Oddly enough, Cushman & Wakefield marks the first moment in my career that I didn’t have a conscious “coming out” and self-identifying process. It just happened naturally. I’ve been blessed with a warm, open culture, and amazing colleagues, who made me comfortable with being myself without me even realizing it. Looking back, I can’t pinpoint the moment I acknowledged that I was a lesbian, or even inferred it. I know we all have room for improvement, but in terms of inclusiveness, that notion speaks volumes about Cushman & Wakefield to me. Identifying here was as easy as breathing, and when Unity became available, I was stoked to have a group formed that captured the natural progression I was already feeling and experiencing.
How do you celebrate Pride?
In my household, Pride is equivalent to Christmas; all month long the excitement builds with numerous events, including parties, gatherings, volunteering and community sponsored occasions, then finally, on the last weekend of June, comes the Pride parade. Instead of Santa we get an epic rainbow explosion, and it’s just as exciting.

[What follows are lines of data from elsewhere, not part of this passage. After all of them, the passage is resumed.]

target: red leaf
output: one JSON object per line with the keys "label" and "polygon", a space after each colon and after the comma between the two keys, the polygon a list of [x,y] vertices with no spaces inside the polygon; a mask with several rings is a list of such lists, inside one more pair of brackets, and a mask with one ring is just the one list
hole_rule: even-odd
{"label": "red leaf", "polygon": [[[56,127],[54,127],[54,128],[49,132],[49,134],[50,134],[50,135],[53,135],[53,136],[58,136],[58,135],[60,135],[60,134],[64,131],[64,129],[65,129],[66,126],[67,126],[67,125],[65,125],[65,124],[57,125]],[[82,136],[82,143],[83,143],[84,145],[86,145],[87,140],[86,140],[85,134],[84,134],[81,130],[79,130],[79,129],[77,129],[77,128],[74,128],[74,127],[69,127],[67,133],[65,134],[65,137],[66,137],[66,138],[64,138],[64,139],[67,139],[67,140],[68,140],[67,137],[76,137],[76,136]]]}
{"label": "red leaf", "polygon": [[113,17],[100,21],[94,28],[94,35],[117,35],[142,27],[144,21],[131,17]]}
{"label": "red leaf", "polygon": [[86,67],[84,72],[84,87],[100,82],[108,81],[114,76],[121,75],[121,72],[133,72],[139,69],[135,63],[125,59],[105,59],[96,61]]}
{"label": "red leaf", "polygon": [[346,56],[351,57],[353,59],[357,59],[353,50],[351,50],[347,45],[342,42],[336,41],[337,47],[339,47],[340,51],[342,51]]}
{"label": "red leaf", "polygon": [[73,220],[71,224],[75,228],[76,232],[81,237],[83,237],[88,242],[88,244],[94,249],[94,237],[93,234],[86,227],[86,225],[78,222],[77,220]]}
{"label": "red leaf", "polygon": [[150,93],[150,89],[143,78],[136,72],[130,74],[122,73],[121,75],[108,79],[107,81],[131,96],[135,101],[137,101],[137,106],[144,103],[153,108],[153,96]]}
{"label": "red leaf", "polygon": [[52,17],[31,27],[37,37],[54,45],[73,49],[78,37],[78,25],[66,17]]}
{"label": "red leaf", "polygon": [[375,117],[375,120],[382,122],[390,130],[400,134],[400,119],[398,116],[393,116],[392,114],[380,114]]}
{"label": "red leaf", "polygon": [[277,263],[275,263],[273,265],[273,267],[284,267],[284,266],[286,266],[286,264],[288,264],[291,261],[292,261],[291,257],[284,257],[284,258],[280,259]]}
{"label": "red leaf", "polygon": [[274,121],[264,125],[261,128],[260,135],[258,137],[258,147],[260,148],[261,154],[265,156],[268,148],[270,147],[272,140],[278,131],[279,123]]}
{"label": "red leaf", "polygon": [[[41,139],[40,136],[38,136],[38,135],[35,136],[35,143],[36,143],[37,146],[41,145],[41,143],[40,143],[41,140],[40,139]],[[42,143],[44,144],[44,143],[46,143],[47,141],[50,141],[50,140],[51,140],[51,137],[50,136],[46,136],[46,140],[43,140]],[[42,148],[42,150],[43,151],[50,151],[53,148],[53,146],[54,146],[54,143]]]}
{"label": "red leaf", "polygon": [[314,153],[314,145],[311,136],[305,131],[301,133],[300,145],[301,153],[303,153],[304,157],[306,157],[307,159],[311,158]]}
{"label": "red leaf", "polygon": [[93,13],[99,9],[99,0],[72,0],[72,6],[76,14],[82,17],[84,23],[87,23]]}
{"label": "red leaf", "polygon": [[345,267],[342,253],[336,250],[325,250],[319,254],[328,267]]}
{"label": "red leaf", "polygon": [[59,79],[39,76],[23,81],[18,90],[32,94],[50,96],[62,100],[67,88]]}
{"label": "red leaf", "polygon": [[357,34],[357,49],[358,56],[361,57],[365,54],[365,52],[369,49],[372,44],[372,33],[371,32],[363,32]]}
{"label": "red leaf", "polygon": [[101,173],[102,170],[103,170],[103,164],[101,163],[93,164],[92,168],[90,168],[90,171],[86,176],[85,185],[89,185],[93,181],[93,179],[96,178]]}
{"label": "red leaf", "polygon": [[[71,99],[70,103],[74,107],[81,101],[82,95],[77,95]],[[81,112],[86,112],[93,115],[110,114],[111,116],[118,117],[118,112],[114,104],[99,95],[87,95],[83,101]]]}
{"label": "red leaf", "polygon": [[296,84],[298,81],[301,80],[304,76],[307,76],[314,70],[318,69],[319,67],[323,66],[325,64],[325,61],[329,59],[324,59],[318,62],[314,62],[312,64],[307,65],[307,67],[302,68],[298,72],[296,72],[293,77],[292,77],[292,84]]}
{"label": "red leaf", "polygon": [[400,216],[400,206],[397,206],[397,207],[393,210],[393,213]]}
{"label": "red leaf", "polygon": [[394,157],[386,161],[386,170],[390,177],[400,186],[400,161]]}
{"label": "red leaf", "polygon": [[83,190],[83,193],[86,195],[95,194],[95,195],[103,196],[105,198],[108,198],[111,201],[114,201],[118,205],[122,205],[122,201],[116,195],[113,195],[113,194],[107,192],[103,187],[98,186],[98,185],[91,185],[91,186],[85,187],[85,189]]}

Every morning of parade day, my family and I participate in either the Pride Run 5K, or the Ride for Pride cycling event. We meet with the same bunch of friends we’ve had for a decade, eat breakfast, and make our way down to the city. St. Louis throws a massive Pride, one of the largest in the country, and it takes hours to experience the floats, bands, and entertainment along the parade route. Some years we march in it, volunteer for it, and other times, we just enjoy it. After the march, the festival kicks off the start to the weekend, and there are art vendors, amazing food, popular musicians hit the stages, dances, memorials and monuments to mark our progress and history … there really aren’t enough words to describe how much fun is had, and how powerful the event is. I always cry at least once.
After a few hours of that, we come home and hit the pool. Nothings better than celebrating love with the people who matter most to you.